É bem mais fácil escrever sabendo que você não irá ler.
Minha vida mudou bastante, mas não como esperei que mudasse.
Eu sei que nada é fácil e eu sei que sou um incômodo mas várias coisas boas também o são… a verdade é,a paixão é, e por vezes até mesmo o todo-poderoso amor é.
Eu tenho uma visão egoísta e depreciada do mundo, e isso se deve em parte majoritária a ti.
Eu perdoei a inversão de papéis, eu perdoei a ausência e o castigo por um erro já saturado mas nunca ME perdoei por ter sido o primeiro a dar o passo errado.
É um soco com força no estômago sonhar com você toda santa noite quando abandonei e deixei de pensar em você a tanto tempo… só mostra que você está emplastrada na minha essência… grudada a nível molecular a minha alma e ao meu subconsciente, este que por vezes me tortura com imagens móveis suas na minha mente.

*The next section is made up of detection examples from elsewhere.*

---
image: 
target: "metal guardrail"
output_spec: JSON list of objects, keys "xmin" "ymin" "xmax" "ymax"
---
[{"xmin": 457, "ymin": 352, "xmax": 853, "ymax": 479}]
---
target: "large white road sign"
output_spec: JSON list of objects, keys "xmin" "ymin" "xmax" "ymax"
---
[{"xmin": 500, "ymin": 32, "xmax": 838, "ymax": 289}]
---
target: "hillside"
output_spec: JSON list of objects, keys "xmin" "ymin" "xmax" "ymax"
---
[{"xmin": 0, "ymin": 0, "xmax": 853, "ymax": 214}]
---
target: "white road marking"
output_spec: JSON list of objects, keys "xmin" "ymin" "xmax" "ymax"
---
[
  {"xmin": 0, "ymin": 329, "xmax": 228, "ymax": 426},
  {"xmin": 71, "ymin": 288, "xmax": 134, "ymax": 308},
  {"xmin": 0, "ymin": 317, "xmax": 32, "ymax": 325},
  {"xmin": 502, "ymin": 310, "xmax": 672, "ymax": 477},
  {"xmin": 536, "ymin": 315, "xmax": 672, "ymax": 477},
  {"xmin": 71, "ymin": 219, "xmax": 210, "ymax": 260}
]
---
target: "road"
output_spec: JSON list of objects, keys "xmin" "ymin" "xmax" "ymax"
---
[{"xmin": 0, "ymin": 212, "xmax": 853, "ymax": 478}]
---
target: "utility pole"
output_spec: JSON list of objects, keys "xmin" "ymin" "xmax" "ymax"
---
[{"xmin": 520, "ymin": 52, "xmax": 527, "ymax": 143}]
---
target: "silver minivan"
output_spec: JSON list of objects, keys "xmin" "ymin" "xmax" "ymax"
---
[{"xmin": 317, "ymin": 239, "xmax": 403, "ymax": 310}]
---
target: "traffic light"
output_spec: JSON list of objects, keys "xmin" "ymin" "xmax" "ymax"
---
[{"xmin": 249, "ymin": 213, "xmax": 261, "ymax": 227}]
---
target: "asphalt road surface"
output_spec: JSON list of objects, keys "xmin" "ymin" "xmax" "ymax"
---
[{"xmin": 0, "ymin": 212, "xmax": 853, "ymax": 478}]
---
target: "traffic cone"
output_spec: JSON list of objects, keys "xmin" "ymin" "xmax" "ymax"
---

Da sua vida eu não sei mais, e nem faço questão de saber… suas fraquezas acabaram comigo uma vez e peço a Deus que ele não deixe mais isso acontecer
Quando eu paro e faço meu papel de crítico, cético e observador, por dentro eu grito para que alguem mude meus conceitos sobre amor.
E não só isso, mas também que me ensine a tatear as cegas um sentimento tão forte e inexpressivo.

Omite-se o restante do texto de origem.